Softbank’s Vision Fund division posted a record ¥784.4bn (£5.7bn) profit for the third quarter after a recovery in startup valuations helped the unit rebound from a ¥612bn loss the previous year.
The Japanese tech investment giant, which has stopped reporting operating profit figures, reported a net quarterly income for the entire group of ¥627.5bn. This took net income for the first half to ¥1.88 trillion – a more than four-fold increase from the same period a year earlier.
Softbank is recovering from a record loss in the previous financial year after a massive global rally in tech shares boosted the value of its holdings in publicly traded firms, as well as improving the prospects for startups in its portfolio.
The group’s rising net income primarily reflected a gain related to the merger of portfolio firm Sprint with T-Mobile US, Softbank said. The Japanese conglomerate has been selling down core assets such as stakes in Chinese e-commerce giant Alibaba and domestic telecoms firm SoftBank to raise cash to weather the coronavirus crisis.
However Softbank reported a ¥131.7bn loss from speculation on tech stocks after an attempt to diversify using its massive cash pile turned sour.
Chief executive Masayoshi Son said in August that the Japanese tech investment giant would invest cash from asset monetisation in tech stocks and derivatives in a bid to benefit from rising valuations in the sector.
The bets, which come as SoftBank hopes to reestablish its investing chops after portfolio companies such as Wework struggled, turned sour after the firm booked a ¥292bn derivative loss for the six months to September.

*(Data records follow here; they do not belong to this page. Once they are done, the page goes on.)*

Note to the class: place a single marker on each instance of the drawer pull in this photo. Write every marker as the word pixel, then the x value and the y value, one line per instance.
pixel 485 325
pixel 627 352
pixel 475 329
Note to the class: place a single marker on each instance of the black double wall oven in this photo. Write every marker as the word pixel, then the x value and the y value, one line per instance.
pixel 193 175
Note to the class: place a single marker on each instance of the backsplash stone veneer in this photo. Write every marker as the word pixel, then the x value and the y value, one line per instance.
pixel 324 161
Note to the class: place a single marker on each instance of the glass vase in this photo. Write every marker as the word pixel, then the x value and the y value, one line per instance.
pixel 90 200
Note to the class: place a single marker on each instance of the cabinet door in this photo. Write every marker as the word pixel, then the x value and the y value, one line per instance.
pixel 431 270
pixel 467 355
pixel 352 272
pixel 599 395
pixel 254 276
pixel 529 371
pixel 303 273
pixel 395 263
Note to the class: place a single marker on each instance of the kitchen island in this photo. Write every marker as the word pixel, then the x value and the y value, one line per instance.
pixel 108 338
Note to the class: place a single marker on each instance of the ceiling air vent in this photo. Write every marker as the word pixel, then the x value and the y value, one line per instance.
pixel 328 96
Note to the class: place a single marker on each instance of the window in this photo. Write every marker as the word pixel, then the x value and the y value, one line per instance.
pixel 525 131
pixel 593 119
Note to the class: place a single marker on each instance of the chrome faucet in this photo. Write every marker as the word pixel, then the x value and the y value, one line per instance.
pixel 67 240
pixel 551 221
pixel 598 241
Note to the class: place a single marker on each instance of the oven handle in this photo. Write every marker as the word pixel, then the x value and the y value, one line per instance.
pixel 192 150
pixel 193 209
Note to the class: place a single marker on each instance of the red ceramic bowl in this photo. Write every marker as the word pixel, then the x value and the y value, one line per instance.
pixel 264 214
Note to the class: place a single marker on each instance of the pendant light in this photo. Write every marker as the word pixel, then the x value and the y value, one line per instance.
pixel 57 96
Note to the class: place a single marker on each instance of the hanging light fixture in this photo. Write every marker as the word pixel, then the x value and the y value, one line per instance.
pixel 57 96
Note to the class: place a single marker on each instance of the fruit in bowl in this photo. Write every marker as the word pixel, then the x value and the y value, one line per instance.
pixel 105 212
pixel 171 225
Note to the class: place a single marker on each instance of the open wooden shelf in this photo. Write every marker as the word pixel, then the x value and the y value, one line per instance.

At the end of September, the group held positions worth $16.8bn in Amazon, Facebook, and Google parent company Alphabet. Softbank bought up ¥1.7 trillion of “highly liquid listed stocks” during the quarter, it said.
In brighter news, Softbank reported that the investment portfolio of its $100bn Vision Fund – the world’s largest technology investment vehicle – was no longer worth less than cost due to the upswing in tech valuations.
Vision Fund’s $75bn investment in 83 startups was worth $76.4 billion at the end of September, Softbank said.